Summary In 1983 a multicentre trial for adult patients with ALL (excluding the B‐phenotype) was initi,ated to evaluate: (a) complete remission (CR) rate and length in a protocol with a mild induction and an intensive consolidation therapy; (b) the efficacy of a mild versus an intensive post consolidation treatment in prolonging disease‐free survival; (c) CNS relapse rate on a protocol substituting intrathecal chemotherapy and intermediate dose i.v. methotrexate (MTX) and cytosine arabinoside (ARA‐C) for cranial radiotherapy. 358 patients entered the protocol between January 1983 and April 1987: 284 (79.3%) attained complete remission, 26 (7.3%) died during induction and 48 (13.4%) had resistant disease. Median overall survival was 21.7 months, with a projection that 29.4% of the patients will survive more than 55 months.

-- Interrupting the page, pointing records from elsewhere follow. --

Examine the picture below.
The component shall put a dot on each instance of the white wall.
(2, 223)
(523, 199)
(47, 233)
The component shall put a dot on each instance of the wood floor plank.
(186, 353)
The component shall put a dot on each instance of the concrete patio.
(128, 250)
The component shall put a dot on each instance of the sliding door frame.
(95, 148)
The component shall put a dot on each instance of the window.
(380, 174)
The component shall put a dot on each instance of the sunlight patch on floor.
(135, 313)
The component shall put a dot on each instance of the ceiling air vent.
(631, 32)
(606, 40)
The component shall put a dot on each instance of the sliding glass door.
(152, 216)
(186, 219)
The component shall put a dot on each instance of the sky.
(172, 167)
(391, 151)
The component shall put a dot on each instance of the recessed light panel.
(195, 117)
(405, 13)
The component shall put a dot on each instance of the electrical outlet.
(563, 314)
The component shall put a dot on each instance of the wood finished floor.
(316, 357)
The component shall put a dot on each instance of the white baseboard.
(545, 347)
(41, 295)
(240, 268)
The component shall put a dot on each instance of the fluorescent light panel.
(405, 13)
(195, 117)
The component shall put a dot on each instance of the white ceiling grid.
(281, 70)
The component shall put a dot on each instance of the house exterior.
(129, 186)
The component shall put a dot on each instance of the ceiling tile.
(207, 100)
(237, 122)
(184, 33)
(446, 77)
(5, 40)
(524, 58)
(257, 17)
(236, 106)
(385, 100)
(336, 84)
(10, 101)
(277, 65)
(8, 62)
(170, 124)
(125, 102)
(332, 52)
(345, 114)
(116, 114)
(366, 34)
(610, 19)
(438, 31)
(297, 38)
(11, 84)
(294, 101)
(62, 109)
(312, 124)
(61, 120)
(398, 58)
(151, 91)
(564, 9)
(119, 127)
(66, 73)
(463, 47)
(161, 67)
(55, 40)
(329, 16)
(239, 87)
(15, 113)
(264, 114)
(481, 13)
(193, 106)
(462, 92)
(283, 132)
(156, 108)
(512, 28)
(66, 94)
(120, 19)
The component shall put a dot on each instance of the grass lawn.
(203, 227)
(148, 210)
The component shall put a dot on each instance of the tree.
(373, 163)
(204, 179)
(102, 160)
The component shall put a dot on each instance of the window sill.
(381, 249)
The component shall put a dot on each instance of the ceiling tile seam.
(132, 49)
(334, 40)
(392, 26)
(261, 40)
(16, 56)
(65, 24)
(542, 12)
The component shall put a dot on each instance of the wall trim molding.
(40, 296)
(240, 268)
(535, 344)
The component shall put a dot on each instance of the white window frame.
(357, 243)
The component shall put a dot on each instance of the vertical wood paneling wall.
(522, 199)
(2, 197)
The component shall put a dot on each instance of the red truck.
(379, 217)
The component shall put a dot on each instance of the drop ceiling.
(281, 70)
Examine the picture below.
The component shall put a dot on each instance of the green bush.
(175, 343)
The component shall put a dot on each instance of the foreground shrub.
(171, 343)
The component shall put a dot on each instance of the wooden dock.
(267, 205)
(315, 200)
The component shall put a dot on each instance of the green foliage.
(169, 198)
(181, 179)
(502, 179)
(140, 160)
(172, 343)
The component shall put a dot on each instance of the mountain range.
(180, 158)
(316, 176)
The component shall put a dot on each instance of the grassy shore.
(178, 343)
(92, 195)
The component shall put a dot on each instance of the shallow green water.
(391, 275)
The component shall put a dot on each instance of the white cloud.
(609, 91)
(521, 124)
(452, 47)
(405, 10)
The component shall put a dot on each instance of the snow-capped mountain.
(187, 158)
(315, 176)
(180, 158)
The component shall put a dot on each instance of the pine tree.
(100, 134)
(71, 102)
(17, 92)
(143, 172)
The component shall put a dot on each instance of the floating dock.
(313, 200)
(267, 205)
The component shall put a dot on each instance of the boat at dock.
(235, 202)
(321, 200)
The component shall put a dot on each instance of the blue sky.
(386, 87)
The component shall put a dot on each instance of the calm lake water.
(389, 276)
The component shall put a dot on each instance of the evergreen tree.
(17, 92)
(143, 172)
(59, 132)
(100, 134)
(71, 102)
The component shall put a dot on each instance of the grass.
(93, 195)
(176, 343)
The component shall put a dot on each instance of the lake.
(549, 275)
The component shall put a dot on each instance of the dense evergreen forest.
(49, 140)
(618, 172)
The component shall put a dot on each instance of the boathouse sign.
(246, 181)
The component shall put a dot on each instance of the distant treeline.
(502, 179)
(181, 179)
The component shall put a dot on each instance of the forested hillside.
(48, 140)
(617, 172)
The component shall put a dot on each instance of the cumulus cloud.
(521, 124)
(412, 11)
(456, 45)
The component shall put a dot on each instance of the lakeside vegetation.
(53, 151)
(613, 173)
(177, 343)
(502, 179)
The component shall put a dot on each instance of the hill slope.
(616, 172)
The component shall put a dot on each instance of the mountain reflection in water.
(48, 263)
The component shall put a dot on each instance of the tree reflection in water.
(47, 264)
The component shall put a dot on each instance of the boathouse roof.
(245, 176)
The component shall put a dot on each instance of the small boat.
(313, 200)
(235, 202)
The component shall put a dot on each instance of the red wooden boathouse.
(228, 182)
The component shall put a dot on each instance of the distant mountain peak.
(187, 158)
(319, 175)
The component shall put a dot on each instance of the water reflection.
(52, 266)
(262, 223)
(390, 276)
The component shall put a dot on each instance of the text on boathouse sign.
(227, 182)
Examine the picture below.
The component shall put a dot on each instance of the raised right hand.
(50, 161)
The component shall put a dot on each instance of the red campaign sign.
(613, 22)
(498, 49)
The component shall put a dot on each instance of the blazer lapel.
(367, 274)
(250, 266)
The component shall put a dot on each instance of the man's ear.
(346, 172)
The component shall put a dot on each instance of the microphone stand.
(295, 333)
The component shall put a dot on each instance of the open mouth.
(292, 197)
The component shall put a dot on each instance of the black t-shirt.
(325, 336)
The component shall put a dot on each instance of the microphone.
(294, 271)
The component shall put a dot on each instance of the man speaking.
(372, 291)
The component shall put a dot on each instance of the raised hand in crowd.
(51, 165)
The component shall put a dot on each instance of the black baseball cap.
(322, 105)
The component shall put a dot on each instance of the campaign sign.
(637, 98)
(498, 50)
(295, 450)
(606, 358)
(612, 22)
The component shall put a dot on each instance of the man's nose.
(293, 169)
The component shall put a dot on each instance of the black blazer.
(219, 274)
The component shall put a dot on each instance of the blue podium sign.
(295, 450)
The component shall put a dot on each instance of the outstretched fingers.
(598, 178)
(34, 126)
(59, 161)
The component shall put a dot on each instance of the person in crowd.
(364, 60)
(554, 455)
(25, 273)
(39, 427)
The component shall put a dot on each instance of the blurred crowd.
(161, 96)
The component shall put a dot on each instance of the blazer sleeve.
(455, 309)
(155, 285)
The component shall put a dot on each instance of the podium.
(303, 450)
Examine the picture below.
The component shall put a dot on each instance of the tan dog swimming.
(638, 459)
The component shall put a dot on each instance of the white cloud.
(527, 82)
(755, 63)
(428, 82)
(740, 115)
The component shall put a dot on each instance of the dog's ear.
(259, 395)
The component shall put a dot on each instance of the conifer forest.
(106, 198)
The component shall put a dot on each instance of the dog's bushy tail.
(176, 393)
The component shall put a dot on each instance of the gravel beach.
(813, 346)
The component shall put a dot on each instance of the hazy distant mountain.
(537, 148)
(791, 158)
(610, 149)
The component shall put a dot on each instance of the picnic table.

The median duration of complete remission was 19.2 months: 21.9% of responders are projected to remain in continuing complete response for more than 50.6 months. Among the 284 responding patients, 154 (54.2%) relapsed (95 while on therapy, 59 off‐therapy): major sites of relapse were bone marrow (103). CNS alone (23), or both (11). 14 patients died while in CR. Only 12 patients (2.2%) were lost to follow‐up, while therapy was interrupted in 7 (2%) because of side effects and in 12 (3.3%) because of the patient's refusal. By multivariate analysis increasing age and presence of infection at diagnosis were associated with a lower remission rate: risk of relapse was greater in LL subtypes and in patients with higher WBC at diagnosis; survival was inversely correlated to age. The high response rate was not achieved at expense of an increased risk of induction death. The low incidence of isolated CNS relapse (8.0% of responding patients) suggests that CNS prophylaxis as used in this study is effective. No statistically significant difference in survival and relapse rate emerged between the two arms of post consolidation therapy. Moreover, the protocol therapy was well tolerated, required minimal supportive care, which could be provided even in small centres, and compliance proved acceptance for patients and staff.